In 1838, the grammarian Joseph Wright compiled a list of adjectives in his A Philosophical Grammar of the English Language which were not allowed to be modified. This group of words included “dead”, “false” and “obvious” but today most of us wouldn’t be shocked to see “nearly dead”, “mostly false” or “plainly obvious” on the page; it seems that common use just defies the rules when it comes to these words.
In the case of “unique”, most purists count the word as an absolute adjective – something either is or is not unique; there are not different levels of uniqueness – and would argue that the phrase “very unique” is a crime against language. However, as Professor Pinker has pointed out in his writing about the rules of language, this isn’t the correct way to approach the word unique and its uses and meanings because grammar is not logical.

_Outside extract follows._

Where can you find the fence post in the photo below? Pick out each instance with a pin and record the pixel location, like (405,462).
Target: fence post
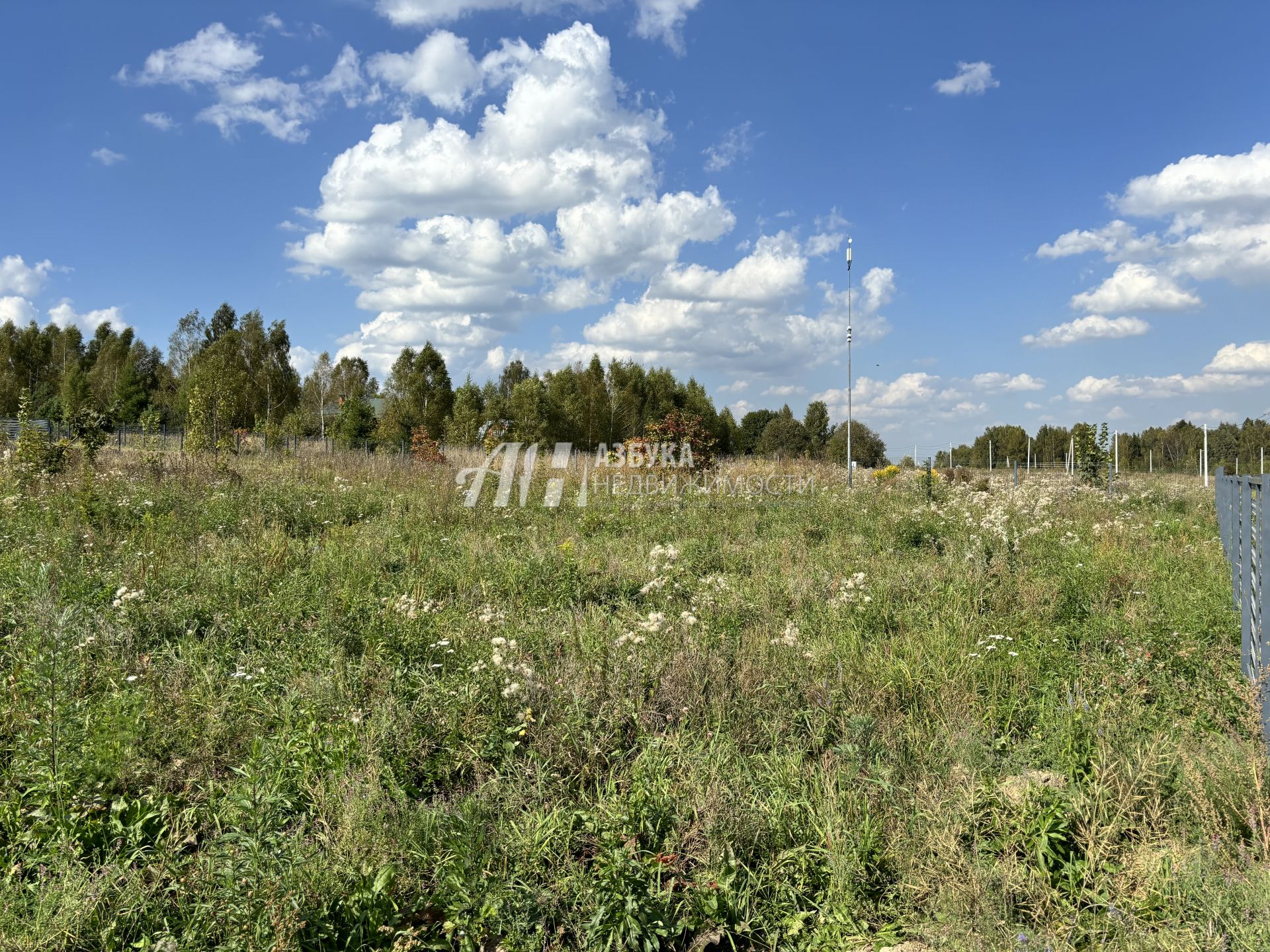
(1245,488)
(1256,633)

According to Merriam-Webster: “Unique comes from the Latin word unus (“one”), and its original meanings in English were “being the only one” or “sole” and “having no like or equal” or “unequalled. [sic] These meanings are about as absolute as they can be, and are seldom modified. However, words that are in widespread use have a tendency to take on extended meanings, and unique also came to mean something that was unusual or rare, as in “a unique opportunity” or “a unique feature.” The fact is, the original (and most absolute) meaning of unique is the word’s least commonly used meaning today (meaning “sole” or “only,” as in “the unique copy of my manuscript”). But modifying unique when it means “unusual” is common.”
In fact, uniqueness itself requires some kind of qualification: all grains of sand are unique, so they say, but you need to be looking through a microscope to see the differences for yourself. Similarly, every pair of identical twins will end up having have some small point of difference if you look closely enough. So is nothing unique, or is everything unique?
The answer is neither, as Professor Pinker points out: “The concept “unique” is meaningful only after you specify which qualities are of interest to you. Calling something “quite unique” or “very unique” implies that the item differs from the others in an unusual number of qualities, that it differs from them to an unusual degree, or both.”
Indeed, as a fine example of how language evolves “most unique” made it to the urban dictionary a few years ago as a yearbook superlative – essentially a celebration of an individual described by a deliberately joyful misuse of language.
So we can feel free to go ahead modifying everything we like in terms of adjectives, but within reason. Those who immediately start describing anything as “very unique” will regret it, and good editors will call them out for such laziness because it is a clumsy description and your readers will not thank you for it.